COUNTERPRESS is pleased to announce the publication of We’re Nobody’s Children: David Bowie and Existentialism by Alex Sharpe.
This book brings existentialist philosophy (atheistic and Christian) to life through the artistic life of David Bowie. Working with Søren Kierkegaard, Friedrich Nietzsche, Martin Heidegger, Jean-Paul Sartre, Albert Camus, and Simone Weil, it both explains different existentialist themes and ideas (authenticity, anxiety, ethics, spirituality and death) and applies them to Bowie. In doing so, it sharpens our understanding of existentialism and of tensions both within existentialism and between it and some other philosophical approaches. In particular, it explores what it means to live an existentially authentic life, and it makes the case that Bowie, while he certainly ‘fell’ at times, can be understood as an exemplar of such a life. For David Bowie’s life and work can be read as a meditation on themes of alienation, loneliness, abandonment, fear, anxiety, meaninglessness, freedom and mortality.

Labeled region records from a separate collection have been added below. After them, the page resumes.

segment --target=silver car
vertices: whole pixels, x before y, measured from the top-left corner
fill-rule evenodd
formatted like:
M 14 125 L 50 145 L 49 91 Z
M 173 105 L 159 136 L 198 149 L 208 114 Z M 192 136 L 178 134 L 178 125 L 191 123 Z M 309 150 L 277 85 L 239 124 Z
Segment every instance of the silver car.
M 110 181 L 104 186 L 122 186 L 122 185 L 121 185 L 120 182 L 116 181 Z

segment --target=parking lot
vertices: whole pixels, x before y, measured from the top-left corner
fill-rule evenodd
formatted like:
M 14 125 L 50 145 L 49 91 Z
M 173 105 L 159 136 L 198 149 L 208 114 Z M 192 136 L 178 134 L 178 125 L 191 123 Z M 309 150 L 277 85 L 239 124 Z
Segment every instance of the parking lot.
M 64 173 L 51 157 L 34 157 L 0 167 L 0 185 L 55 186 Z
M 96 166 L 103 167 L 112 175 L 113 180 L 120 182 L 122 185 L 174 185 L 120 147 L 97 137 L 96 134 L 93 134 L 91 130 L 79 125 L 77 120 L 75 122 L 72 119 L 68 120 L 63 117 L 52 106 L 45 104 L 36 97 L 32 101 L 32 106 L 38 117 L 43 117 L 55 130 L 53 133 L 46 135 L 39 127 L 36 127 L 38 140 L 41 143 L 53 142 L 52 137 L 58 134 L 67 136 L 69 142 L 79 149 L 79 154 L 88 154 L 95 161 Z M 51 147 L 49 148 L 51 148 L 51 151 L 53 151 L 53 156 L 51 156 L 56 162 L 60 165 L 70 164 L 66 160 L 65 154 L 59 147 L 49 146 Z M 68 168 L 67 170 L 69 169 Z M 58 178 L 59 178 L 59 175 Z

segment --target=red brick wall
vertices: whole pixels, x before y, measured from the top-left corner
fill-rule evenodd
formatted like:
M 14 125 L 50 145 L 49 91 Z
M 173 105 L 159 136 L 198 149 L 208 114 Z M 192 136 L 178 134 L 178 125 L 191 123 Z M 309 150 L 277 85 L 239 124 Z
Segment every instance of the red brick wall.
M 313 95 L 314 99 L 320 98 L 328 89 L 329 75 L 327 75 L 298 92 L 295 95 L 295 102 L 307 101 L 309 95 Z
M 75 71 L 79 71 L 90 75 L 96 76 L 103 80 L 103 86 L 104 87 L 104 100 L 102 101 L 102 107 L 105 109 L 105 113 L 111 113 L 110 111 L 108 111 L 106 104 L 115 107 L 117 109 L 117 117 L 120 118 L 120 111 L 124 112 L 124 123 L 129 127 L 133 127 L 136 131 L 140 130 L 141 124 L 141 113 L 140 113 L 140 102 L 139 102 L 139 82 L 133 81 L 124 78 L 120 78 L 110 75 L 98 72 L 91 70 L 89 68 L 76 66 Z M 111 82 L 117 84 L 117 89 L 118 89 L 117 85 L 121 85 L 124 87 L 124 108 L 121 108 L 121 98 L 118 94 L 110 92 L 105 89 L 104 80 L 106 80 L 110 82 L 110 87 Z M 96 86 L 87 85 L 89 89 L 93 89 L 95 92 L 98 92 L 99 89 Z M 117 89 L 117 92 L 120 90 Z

If ever there was an artist in whose work we can hear the resonances of existentialism, it was David Bowie. Therefore, Alex Sharpe’s book is extremely welcome. This is an excellent book that also has much of interest to say about Bowie’s lifelong passion for spirituality and what his demise can teach us about our mortality. Highly recommended.
— Simon Critchley
(Hans Jonas Professor of Philosophy, The New School for Social Research)
The book is available in paperback from online retailers and as a fair access ebook (PDF) available directly from COUNTERPRESS at a set price, with the option to pay less if you need to. Importantly, it is freely accessible to those who cannot pay at all. COUNTERPRESS is committed to making critical work across law and the wider humanities accessible to everyone, regardless of personal wealth.